O jornalista que odiava chaves
Morreu ontem o jornalista Hugo Soriani, 71 anos, fundador e diretor do Página 12. Estudantes de jornalismo deveriam ler os textos de colegas dele, que estão na capa do jornal online.
São aulas que valem para argentinos, brasileiros, uruguaios. Esse é o começo do artigo de Vitória Ginzberg, em que a jornalista aborda as obsessões de Soriani e sua relação com os colegas:
“Ele não gostava de ter a porta do escritório fechada e ficava incomodado com o barulho das chaves e o tilintar do molho em suas mãos. Eram duas marcas deixadas por quase 10 anos nas prisões da ditadura. Ele tinha mil anedotas e uma memória prodigiosa, ou talvez a capacidade de embelezar os acontecimentos com detalhes e cadências próprias. A verdade é que as reuniões de pauta se arrastavam porque para cada notícia do dia, Hugo Soriani tinha uma reportagem a fazer ou um comentário a contribuir. Poderia ser algo ligado a anos de ativismo, ou de prisão, algo que aconteceu com um companheiro, um político, um músico ou algum artista. Também não faltaram episódios esportivos. E ele contava tudo de um jeito que era sempre interessante e divertido.
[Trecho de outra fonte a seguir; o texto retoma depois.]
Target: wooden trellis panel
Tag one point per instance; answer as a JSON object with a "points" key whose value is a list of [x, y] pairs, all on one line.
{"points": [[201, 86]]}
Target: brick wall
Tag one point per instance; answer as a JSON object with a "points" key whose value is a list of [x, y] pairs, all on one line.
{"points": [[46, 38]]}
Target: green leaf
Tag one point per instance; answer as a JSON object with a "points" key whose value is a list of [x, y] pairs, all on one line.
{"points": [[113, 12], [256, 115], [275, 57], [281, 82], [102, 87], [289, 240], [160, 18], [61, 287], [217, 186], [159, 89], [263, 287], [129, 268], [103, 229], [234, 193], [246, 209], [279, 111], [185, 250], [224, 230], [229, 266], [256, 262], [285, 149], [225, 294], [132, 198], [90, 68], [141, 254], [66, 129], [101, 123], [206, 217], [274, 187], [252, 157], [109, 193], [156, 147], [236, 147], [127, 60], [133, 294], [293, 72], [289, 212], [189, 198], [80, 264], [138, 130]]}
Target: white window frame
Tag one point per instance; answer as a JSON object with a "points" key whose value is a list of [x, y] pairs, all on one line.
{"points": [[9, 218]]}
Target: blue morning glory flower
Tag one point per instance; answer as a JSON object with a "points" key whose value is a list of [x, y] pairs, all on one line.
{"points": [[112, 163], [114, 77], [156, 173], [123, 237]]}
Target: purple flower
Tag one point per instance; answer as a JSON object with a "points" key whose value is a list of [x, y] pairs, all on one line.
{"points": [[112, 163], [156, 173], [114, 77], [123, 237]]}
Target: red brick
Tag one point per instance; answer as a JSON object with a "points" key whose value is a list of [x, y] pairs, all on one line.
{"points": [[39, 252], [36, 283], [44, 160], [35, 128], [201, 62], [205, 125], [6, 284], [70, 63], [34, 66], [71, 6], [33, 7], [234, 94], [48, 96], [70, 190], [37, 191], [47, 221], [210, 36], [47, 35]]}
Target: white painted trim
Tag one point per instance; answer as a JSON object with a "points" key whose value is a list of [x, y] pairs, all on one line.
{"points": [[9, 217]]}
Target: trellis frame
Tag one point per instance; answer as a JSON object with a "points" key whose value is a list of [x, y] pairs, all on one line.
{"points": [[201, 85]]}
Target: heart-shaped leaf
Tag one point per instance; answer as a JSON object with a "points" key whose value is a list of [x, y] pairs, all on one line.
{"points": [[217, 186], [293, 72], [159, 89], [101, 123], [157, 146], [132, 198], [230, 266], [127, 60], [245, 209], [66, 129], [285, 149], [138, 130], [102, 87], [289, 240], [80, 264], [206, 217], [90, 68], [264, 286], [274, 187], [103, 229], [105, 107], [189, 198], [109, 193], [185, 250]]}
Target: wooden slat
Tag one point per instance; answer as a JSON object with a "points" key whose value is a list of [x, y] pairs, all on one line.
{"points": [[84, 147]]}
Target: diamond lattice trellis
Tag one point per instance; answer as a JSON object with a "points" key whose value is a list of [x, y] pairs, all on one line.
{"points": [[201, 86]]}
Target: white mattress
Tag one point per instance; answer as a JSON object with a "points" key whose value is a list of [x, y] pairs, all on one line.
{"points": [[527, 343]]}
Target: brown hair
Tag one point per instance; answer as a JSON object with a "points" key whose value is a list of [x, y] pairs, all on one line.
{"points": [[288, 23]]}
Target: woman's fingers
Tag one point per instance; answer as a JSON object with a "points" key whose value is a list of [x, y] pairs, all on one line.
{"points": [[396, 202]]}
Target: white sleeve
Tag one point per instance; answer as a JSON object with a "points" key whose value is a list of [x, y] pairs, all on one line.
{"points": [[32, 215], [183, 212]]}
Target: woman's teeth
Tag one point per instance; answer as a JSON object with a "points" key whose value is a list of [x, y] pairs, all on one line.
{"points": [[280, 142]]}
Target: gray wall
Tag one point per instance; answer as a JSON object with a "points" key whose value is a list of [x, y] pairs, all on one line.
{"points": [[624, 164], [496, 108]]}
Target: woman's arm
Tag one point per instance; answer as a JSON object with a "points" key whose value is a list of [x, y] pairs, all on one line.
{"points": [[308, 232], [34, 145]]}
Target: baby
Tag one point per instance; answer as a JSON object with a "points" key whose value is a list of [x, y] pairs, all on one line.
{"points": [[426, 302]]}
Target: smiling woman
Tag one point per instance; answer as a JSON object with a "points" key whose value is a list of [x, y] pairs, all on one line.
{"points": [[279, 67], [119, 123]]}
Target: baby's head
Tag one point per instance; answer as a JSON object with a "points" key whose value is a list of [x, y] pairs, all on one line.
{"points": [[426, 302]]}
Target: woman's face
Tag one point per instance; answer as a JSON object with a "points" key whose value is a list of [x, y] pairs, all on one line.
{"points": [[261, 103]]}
Quando as coisas se arrastavam e estávamos sentados com o jornal inacabado, com a capa indefinida, eu olhava para ele com a intenção de seguir em frente e ele me dizia: “Pare, querida, isso também é importante”. Porque ele contava tudo com paixão e gostava de conhecer pessoas, de conversar, além das notícias do dia a dia. Esse era o propósito final do encontro: manter vivos os laços que haviam se enfraquecido desde a quarentena da pandemia”.
Um chavista que odiava chaves e se chamava Hugo. Ironias da vida. Repouse em paz.